No filme de 1998, Sally e Gilly são jovens adultas que lidam de jeitos diferentes com a magia e a maldição. Enquanto a primeira, mais esgar, sonha com uma família normal, a segunda gosta de emoções fortes e evita compromissos. Nessas, encontra um “boy lixo” e precisa ser salva pela mana.
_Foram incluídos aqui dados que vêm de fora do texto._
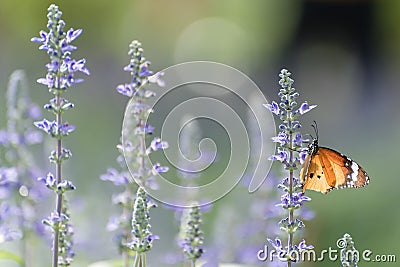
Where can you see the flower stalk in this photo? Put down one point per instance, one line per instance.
(135, 238)
(60, 76)
(291, 154)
No longa que estreia esta semana, Sally, duas vezes viúva, esconde os poderes das filhas, que estão na universidade, e não quer mais saber de romance. Mas Kilye (Joey King) se declara para o namorado, Gideon (Xolo Maridueña), e, em seguida, ele sofre um acidente.
A trama será movida pela invenção da magia pelas filhas e pela tentativa de anular a maldição, de modo a prometer um paixão longevo aos pombinhos. Para isso, Kilye irá até a cidade das ancestrais, na Inglaterra. Sally e Gilly vão detrás e pedem ajuda ao charmoso e tatuado professor Ian Wright (Lee Pace), sabedor de uma magia sombria.
Há belos momentos de celebração na moradia da família, repleta de ingredientes para poções, bibelôs e aconchego. A tradição de ingerir margaritas à meia-noite rende cenas gostosas de ver –uma vez que é bom presenciar a mulheres que se divertem, em ambientes mais ou menos íntimos, sem precisar trabalhar, seduzir ou cuidar.
Há, também, piadas prontas dispensáveis e diálogos redundantes, numa autocomplacência incômoda. Por exemplo, a dificuldade de compelir as malas desproporcionalmente grandes das viajantes americanas pelas escadas dos prédios ingleses não merecia tanto espaço. Por outro lado, a presença de Wiest e Channing é tão poderoso que as cenas com as tias poderiam ser mais muito aproveitadas.
Na novidade geração, Joey King e Maisie Williams conseguem imprimir personalidade própria e ao mesmo tempo lembram Gilly e Sally, respectivamente. Já Gideon é tão gentil e bom moço que chega a permanecer sem perdão.
Desde os primórdios, o cinema enfeitiça espectadores com sua capacidade de registrar a passagem do tempo, de torná-la visível. Um filme uma vez que “Da Magia à Sedução 2”, sobretudo quando visto junto com o longa dos anos 1990, potencializa esse feitiço, mostrando os efeitos do tempo no elenco.
Não é muito o envelhecimento que vemos, praticamente renegado pela evolução dos procedimentos estéticos nas últimas décadas. É interessante, porém, pensar que, em 1998, Wiest e Channing tinham pouco mais de 50 anos, mais jovens do que Bullock e Kidman hoje. Seus papéis, de tia, não permitiam, logo, nem decotes nem novas paixões, e era difícil enxergar as jovens que tinham sido.
Já Sally e Gilly seguem “na pista”, vulneráveis ao charme do professor tatuado ou outros pretendentes, com personalidades que só intensificam as qualidades que tinham na juventude.
Quem não viu “Da Magia à Sedução” nos anos 1990 não perdeu muito. A recepção fria, sobretudo da sátira, tem sido atribuída a certa incompreensão. Numa entrevista, Bullock disse que o filme estava primeiro de seu tempo.
É verdade que a sororidade e o resgate da figura da feitiçeira são conquistas recentes. Causava espanto, na idade, feitiçeira ser sexy e linda. Mas, de 1987, “As Bruxas de Eastwick” fez sucesso de público e sátira.
“Da Magia à Sedução: Manipanço de Paixão”, uma vez que seu predecessor, não é uma obra-prima. Mas, para além dos temas da voga, diverte e emociona. Bom para ser visto em família.